Rise of the Machines


The minimum wage is a relatively new phenomenon to many countries and for the most part is a 21 century phenomenon. Many countries without minimum wages have had regional agreements, collective bargaining or other regulations that have had similar effects, such as USA where protective wage laws can be traced back 100 years or more.


The minimum wage is likely only ever go up both in absolute and real terms. In addition the UK has recently seen the advent of a Living Wage being brought from the thoughts of Adam Smith into something altogether more specific to current times. Thus the notion of “a wage sufficient to provide the necessities and comforts essential to an acceptable standard of living” has now been translated into a figure.


Though a minimum wage and a living wage may help propel some from a low income and protect those at the foot of the income pay it will potentially have other impacts too in the blue collar and non-industrial labour markets.


As wages at the lower end are driven up the challenge for companies is to be ever more competitive. The threat then comes not from people pricing themselves out of jobs – albeit unwittingly – in favour of people willing to do it for less, rather that the advent of technology will become ever more prevalent. Who needs a cab dispatcher when you have an App?


We take for granted ATMs, driverless trains and online shopping. Drones will soon be delivering packages and we have seen and heard about driverless cars following the lines or the car in front. Today you can buy a vehicle with self-parking. Mercedes are developing driverless lorries and recently road-tested one to great success. All of these you might think does not affect a lot of jobs. Right now perhaps not, but that is all about to change.


Driverless lorries means less drivers, obviously. Accepted they will still need to drive around towns, make deliveries and sign for goods but they won’t be needed on long haul. Soon the truck driver of the future will be more like the river and port pilots of today. The impact of driverless lorries doesn’t stop there, less truck drivers means less motorway cafes and rest stops, longer working hours for vehicles meaning less vehicles needed by the manufacturer. Lower maintenance schedules. No uniforms for drivers either. In the USA, 30 states list Truck Drivers as their most common job – about 3.5 million people in total. Another 5.2 million work in the USA ‘truck related industries’.

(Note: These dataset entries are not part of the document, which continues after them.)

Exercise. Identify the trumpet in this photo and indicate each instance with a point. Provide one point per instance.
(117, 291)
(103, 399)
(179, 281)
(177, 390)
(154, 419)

Some technology, when harmonised with the human, can offer a very productive and effective solution; remove boredom, increase productivity and ensure consistency. I once had a guided tour around a car production plant in Japan and saw at first hand doors hanging on belts high above me heading towards a chassis on rails and complete engines adjacent just waiting to be machined in. Amongst this very organised chaos are individuals with tools on suspended lines and every component delivered to them at precisely the right time. What did amaze me was that these lines do not produce endless versions of the same car in the same colour.


Where machines work WITH man then it can add value, even if it does drive man out of a job. Where Machines work INSTEAD of man then we need to think about the challenge that will bring.


The choice to employers is simple – Return on investment. A machine can run for years – with a little maintenance – and never tire. If the peaks are often enough an oversupply at lean times makes sense but if not then labour can always be used to fill the technical void and still be cost effective. So, less people needed to deal with only the occasional/sporadic peaks.


Right now there are some very interesting books being written about AGI – Artificial General Intelligence. All of them address the impact on labour but none of them can provide an answer to the changing face of labour, only to say that it will have an impact.


History has shown us that technology pretty much only ever creates jobs or, if it replaces them then other jobs are needed to fill a new demand. For the foreseeable future that should remain but it may not feel or look like that right now. The future for blue-collar contingent labour just got a whole lot more challenging and those in it will need to be far more flexible. Whatever happens, humans should always apply.


Should we be worried? Well I guess this depends on your point of view. Elon Musk recently described developing technology as “Summoning the demon” – pretty strong words indeed, especially from a man at the forefront of technology today.